Venice’s train station is Venezia Santa Lucia – not be confused with Venezia Mestre, which is approximately 10 minutes before Venice on the mainland. Venezia Santa Lucia takes its name from the church by the same name which was demolished in 1861 to make room for the station. Venezia Santa Lucia is located in Cannaregio, the northernmost of the six historic sestieri (districts) of the city, near the western end of the Grand Canal. A bridge over the Grand Canal in front of the station, the Ponte degli Scalzi, will take you to the sestiere of Santa Croce. If your hotel is not close to the train station, rather than carrying your luggage up and down the many bridges and steps you’ll find all over Venice, you’ll be better off hopping on a vaporetto, Venice’s water taxi: there’s a stop right outside the station on the Grand Canal.
Train route from Rome to Venice
Venice is 330 miles (531 km) from Rome. The train route from Rome to Venice is one of the busiest in Italy, due both to the many tourists traveling between these destinations and to the many Italians commuting between them. For this reason, trains from Rome to Venice depart frequently.
From Roma Termini, Le Frecce trains leave for Venezia Santa Lucia station 1-2 times per hour, with the most frequent in the morning, for a total of 18 trains per day. The first train leaves Termini at 6:50 a.m.; the last train leaves at 7:50 pm.

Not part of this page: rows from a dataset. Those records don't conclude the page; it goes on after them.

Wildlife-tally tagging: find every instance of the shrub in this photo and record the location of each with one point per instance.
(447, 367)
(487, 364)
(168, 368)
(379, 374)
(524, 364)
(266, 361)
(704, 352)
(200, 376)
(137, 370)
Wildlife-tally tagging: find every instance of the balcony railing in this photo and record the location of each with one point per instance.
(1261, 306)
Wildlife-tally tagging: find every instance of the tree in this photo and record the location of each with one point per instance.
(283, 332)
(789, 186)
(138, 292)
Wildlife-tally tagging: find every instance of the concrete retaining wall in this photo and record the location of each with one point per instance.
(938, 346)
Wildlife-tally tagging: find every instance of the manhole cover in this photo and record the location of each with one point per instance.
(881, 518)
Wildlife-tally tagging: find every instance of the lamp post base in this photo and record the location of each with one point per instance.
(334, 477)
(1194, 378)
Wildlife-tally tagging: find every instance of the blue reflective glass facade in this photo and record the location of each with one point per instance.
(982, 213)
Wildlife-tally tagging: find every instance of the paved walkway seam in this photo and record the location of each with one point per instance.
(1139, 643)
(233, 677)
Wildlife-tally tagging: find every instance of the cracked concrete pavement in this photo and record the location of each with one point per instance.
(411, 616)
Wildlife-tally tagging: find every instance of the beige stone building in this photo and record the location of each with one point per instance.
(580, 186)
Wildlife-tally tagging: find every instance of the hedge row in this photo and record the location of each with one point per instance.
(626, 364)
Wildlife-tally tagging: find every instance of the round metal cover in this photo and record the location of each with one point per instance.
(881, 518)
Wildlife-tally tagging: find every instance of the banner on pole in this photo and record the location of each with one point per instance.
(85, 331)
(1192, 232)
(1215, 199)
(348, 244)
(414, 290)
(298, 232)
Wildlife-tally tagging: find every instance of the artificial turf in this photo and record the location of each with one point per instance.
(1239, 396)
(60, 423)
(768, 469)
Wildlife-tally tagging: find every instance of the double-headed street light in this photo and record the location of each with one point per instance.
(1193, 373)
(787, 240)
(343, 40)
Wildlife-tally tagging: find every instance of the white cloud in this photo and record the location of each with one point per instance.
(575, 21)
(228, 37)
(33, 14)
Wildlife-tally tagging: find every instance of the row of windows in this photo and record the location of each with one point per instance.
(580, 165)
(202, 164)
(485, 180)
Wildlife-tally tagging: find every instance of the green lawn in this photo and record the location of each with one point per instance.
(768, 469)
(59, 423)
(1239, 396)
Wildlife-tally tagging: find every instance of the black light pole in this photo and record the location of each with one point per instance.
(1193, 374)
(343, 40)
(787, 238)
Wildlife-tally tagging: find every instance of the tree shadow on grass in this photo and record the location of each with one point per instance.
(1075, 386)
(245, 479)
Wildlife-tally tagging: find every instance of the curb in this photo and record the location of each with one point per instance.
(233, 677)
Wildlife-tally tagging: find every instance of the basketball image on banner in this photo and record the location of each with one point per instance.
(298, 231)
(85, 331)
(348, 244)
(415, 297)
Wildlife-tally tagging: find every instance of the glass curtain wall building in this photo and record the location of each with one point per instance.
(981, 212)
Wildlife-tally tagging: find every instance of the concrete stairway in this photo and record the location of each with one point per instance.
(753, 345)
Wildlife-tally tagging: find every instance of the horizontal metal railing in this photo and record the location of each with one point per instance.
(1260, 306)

Le Frecce trains from Rome to Venice stop in Florence, Bologna and Padua. The train route basically cuts a diagonal line across Italy, from one coast to the other, and across the mountain range that runs down the center of the peninsula, the Apennines (that’s why you’ll encounter a lot of tunnels between Florence and Bologna!). The train from Rome to Venice makes for a pleasant journey, giving you the chance to admire different landscapes: passing through Lazio, Umbria and Tuscany, you’ll enjoy views of the pretty countryside.